Груша на минуту раздумчиво остановилась.

— Верно, уж он это неспроста! не ухаживает ли он за самой-то, подарков каких, гляди, не делает ли тайком от мужа-то? — допытывала Александра Пахомовна.

Груша опять подумала.

— Это было, — утвердительно сказала она. — Шиншеев-то больше норовил приезжать к нашей без мужа. Приедет, бывало, детям игрушек, конфет навезет; а она, моя голубушка, сидит, словно в воду опущенная. Раз я-таки подслушала, грешным делом: сидит, этта, он у нее да и говорит: «Хорошо будет, и мужу вашему хорошо; а теперь, хоша он и честный человек, а вы в бедности живете; лучше, говорит, в богатстве жить». Так она индо побледнела вся, затряслася, сама чуть не падает, и уйти его попросила. Всю-то ночь потом проплакала, так что просто сердце изныло, на нее глядючи. Он ей опосле этого браслетку прислал золотую, с каменьем разным — так что ж бы вы думали, моя матушка? Назад ведь ему отослала: я сама и относила ведь! Право!..

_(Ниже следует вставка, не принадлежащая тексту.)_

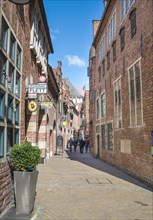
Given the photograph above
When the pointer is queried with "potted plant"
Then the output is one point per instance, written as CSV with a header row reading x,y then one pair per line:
x,y
23,159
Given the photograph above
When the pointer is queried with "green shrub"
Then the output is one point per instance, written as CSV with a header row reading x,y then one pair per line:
x,y
24,157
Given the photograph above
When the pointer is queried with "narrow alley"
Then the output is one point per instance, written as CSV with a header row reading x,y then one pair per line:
x,y
77,186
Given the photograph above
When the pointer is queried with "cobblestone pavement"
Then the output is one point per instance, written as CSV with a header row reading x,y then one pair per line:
x,y
79,187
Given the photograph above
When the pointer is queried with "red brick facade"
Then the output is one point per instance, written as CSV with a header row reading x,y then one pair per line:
x,y
117,138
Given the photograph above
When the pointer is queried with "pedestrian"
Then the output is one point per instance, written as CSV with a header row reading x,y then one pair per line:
x,y
86,144
75,144
71,144
82,143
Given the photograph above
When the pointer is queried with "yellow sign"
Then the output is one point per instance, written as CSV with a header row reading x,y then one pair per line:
x,y
64,123
46,105
32,106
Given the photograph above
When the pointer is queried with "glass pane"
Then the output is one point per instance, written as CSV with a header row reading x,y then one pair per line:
x,y
12,48
3,62
4,35
18,58
10,78
1,142
9,138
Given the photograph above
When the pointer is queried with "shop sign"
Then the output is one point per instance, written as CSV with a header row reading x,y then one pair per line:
x,y
64,123
32,95
40,88
32,106
46,105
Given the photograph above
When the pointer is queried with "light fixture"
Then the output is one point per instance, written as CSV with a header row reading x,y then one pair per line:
x,y
20,2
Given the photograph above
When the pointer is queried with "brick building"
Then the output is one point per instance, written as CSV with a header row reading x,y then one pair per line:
x,y
24,47
121,80
85,114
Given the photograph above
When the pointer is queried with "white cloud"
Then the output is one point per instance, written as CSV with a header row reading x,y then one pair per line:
x,y
75,61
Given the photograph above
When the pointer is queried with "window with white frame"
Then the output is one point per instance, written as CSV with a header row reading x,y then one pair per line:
x,y
117,104
102,48
103,105
135,94
103,136
10,81
125,6
110,136
111,28
97,108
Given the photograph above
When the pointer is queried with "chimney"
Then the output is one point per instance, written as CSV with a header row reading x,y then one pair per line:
x,y
95,26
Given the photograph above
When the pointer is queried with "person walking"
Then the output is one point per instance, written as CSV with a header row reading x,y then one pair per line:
x,y
86,144
71,144
82,143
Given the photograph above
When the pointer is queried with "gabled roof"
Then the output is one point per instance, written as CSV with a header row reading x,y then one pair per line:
x,y
73,91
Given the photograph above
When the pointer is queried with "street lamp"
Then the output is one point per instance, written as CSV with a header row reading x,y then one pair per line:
x,y
20,2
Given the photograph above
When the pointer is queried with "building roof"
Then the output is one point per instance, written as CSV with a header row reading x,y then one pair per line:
x,y
73,91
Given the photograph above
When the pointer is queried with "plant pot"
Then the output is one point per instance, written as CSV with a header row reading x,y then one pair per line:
x,y
25,190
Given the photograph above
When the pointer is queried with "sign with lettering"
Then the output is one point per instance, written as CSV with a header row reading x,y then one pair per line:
x,y
46,105
40,88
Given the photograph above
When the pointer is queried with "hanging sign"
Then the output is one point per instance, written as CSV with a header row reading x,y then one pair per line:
x,y
32,106
40,88
46,105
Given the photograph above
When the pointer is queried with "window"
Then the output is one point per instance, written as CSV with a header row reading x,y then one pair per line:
x,y
103,67
112,28
10,109
133,23
97,108
1,142
4,35
108,59
122,36
17,84
17,112
125,6
12,47
117,104
2,105
110,136
114,50
99,73
102,48
103,105
18,57
3,62
135,95
103,136
10,78
9,138
17,136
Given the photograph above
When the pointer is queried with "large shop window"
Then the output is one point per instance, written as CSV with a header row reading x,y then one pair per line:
x,y
10,89
135,95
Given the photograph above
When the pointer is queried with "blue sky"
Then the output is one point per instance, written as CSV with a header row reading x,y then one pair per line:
x,y
70,24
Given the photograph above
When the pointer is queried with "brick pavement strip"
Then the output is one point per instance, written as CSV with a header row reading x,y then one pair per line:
x,y
79,187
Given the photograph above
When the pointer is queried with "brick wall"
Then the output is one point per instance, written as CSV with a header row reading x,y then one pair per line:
x,y
131,145
5,185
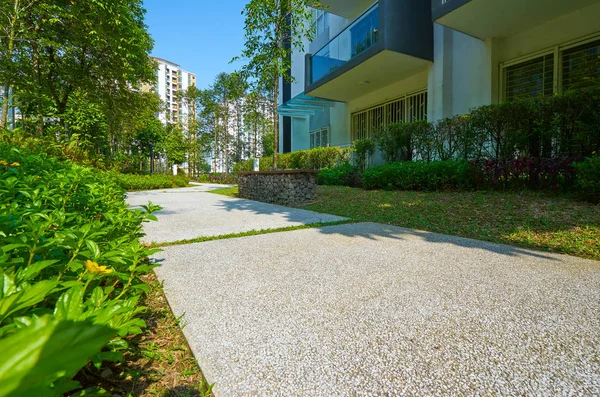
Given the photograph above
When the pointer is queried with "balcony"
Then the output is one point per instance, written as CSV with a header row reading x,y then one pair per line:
x,y
485,19
390,41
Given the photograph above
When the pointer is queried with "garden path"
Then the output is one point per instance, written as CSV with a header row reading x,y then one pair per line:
x,y
189,213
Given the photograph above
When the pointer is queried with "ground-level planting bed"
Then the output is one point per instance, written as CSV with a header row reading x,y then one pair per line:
x,y
526,219
160,362
80,311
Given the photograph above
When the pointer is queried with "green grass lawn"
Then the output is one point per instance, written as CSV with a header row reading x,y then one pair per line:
x,y
524,219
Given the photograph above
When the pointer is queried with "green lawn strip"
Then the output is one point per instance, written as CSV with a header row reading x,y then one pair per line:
x,y
226,191
249,233
526,219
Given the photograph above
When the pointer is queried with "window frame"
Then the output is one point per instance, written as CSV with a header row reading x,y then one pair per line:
x,y
317,16
317,136
557,51
400,104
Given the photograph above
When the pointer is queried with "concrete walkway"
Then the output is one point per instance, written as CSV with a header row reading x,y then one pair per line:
x,y
373,310
189,213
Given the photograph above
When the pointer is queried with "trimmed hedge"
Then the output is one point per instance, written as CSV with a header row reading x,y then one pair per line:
x,y
218,178
314,159
133,182
344,175
560,126
588,178
438,175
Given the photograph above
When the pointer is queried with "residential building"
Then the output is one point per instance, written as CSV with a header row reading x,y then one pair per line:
x,y
371,64
171,82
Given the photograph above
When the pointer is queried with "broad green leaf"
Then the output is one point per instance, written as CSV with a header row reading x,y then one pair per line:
x,y
94,249
48,350
27,297
34,269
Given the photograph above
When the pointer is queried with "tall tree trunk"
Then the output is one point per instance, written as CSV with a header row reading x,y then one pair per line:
x,y
275,122
254,141
9,53
216,154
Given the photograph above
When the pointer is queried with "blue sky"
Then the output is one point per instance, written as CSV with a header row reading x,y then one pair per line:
x,y
200,35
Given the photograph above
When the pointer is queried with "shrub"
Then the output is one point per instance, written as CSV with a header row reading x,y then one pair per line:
x,y
70,265
422,139
395,142
363,149
314,159
588,178
532,173
218,178
345,175
245,165
133,182
433,176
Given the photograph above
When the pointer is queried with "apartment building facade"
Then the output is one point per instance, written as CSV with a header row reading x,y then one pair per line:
x,y
376,63
171,81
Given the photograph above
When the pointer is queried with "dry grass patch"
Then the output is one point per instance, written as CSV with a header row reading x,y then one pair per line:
x,y
161,364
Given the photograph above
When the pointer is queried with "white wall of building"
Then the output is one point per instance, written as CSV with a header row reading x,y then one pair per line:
x,y
466,71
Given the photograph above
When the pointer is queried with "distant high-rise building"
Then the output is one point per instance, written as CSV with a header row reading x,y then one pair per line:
x,y
171,83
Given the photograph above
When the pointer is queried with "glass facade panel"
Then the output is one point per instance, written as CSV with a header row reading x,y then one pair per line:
x,y
361,35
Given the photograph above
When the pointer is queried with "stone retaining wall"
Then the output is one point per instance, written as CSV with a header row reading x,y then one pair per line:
x,y
279,187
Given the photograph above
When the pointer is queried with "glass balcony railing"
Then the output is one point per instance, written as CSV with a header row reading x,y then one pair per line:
x,y
361,35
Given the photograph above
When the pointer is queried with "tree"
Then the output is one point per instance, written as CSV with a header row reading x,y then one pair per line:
x,y
12,15
272,29
256,122
64,47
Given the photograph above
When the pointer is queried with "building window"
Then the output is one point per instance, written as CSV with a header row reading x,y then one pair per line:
x,y
320,22
562,69
581,66
405,109
319,138
530,79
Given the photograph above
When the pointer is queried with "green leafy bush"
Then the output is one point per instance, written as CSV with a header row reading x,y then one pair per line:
x,y
314,159
133,182
363,150
588,178
344,175
70,267
395,142
218,177
433,176
244,166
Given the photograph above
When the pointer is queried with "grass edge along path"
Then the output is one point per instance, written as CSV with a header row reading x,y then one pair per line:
x,y
528,219
204,239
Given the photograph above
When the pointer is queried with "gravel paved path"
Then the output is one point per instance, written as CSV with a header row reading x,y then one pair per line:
x,y
373,310
189,213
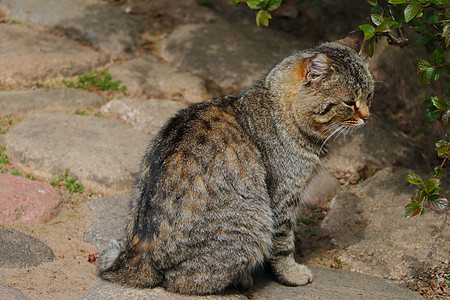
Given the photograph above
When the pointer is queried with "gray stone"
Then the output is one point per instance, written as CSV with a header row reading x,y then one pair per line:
x,y
28,201
19,250
28,56
151,77
108,291
377,239
231,56
145,115
322,188
95,22
102,154
108,220
336,285
378,144
9,293
23,101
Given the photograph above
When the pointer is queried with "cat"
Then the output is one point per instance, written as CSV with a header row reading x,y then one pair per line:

— Стало быть, она дура, коли от фортуны своей отказывается, — солидно и с сознанием полной своей правоты заметила тетенька.

— Нет, не дура, — возразила девушка, — а только в законе жить хочет да Егора Егорыча своего любит, только и всего. А мужу про Шиншеева не сказала, — продолжала Груша, — потому — горячий он человек и мог бы места своего решиться. Отчего ей и труднее, что все сама в себе переносит. Вот и теперь: тоскует, сердечная.

— К чему же тосковать-то? — апатично спросила Александра Пахомовна, наливая кофе.

— Как к чему, дорогая моя! Шуточное ли дело теперича, нужда какая!.. Должишки у них есть, — ну, платят по малости; в Москву тоже посылают, самим жить надо. Егор-то Егорыч теперь уехал, когда-то еще пришлет денег, богу известно, а ей ведь всего пятьдесят рублей оставил; выслать обещался, да вот и не пишет ничего, а она убивается — уж не случилось ли чего с ним недоброго?

— Ну, у Шиншеева бы спросила, — посоветовала тетенька.

— Да, легко сказать-то, у Шиншеева! — возразила Груня. — У него уж и так они сколько жалованья-то вперед забрали — чай, отслуживать надо! А спросить еще совестится, особливо знамши то, как приставал-то он. Да и скареда же человек-то! — с негодованием воскликнула девушка. — Сперва, этта, давал-давал деньги, а теперь и прижался: пущай, мол, сама придет да попросит; пущай, мол, надоест нужда, так авось с пути свернется. Вот ведь каково-то золото он! Мы хоша люди маленькие, а тоже понимаем. А она к нему — хоть умри, не пойдет, — продолжала Груня. — Теперича управляющий за фатеру требует, сами кой-как перебиваемся вторую неделю; Егор Егорыч не пишет, — так она уж, моя голубушка, сережки брильянтовые да брошку свою продавать хочет, чтобы пока-то извернуться как-нибудь.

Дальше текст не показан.